Ramola pulls the seat belt across herself and buckles it. “Right. Yes. What I mean to ask—”

Natalie says, “I’m sorry. I’m just so scared. Thank you for being here, taking me to the hospital, thank you . . .” She trails off, stares out her window, shaking her head and wiping away tears with her right hand.

Ramola has the urge to reach out and pat Natalie’s shoulder or thigh, but she keeps both hands on the steering wheel. “Of course I’m here for you, and I will be here for you all day.” The sentiment is as odd and awkward as it sounds.

Ahead, the traffic light at Chapman Street turns red. Ramola eases off the accelerator and Natalie says, “Tell me you’re not stopping.”

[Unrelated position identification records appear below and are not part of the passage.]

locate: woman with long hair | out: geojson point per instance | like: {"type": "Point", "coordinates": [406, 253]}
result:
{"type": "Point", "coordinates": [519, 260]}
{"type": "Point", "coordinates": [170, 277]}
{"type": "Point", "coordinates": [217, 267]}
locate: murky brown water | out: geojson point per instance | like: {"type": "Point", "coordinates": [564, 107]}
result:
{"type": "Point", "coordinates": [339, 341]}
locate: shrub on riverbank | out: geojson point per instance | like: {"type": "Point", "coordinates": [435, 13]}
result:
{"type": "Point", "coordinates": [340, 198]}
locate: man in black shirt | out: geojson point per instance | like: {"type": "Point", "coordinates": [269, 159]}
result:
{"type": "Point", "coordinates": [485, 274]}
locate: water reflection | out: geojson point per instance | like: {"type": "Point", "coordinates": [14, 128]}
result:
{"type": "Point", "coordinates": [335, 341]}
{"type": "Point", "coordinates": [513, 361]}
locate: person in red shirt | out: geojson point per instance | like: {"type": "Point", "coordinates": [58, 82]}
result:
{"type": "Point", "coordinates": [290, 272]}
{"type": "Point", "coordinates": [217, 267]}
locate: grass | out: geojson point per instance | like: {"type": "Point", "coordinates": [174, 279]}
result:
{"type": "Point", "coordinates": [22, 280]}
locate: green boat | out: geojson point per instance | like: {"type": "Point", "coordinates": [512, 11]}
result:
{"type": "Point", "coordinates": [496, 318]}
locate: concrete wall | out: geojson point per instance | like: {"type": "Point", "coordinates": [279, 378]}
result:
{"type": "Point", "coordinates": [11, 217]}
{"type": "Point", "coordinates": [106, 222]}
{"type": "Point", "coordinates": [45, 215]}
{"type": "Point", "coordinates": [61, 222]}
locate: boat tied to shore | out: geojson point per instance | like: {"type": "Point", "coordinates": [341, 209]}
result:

“I’m not. Only making sure it’s safe to pass through.” Once she’s confident there are no cars approaching from their right, she speeds through the three-way intersection. Ramola chances a look away from the road at Natalie, hoping for a comment if not a joke. Natalie continues to stare out the passenger window.

Ramola asks, “Do you have a headache, or any body aches aside from your arm, of course? Any flu-like symptoms?”

“I have a headache and my throat hurts, but I’ve been yelling and crying nonstop.”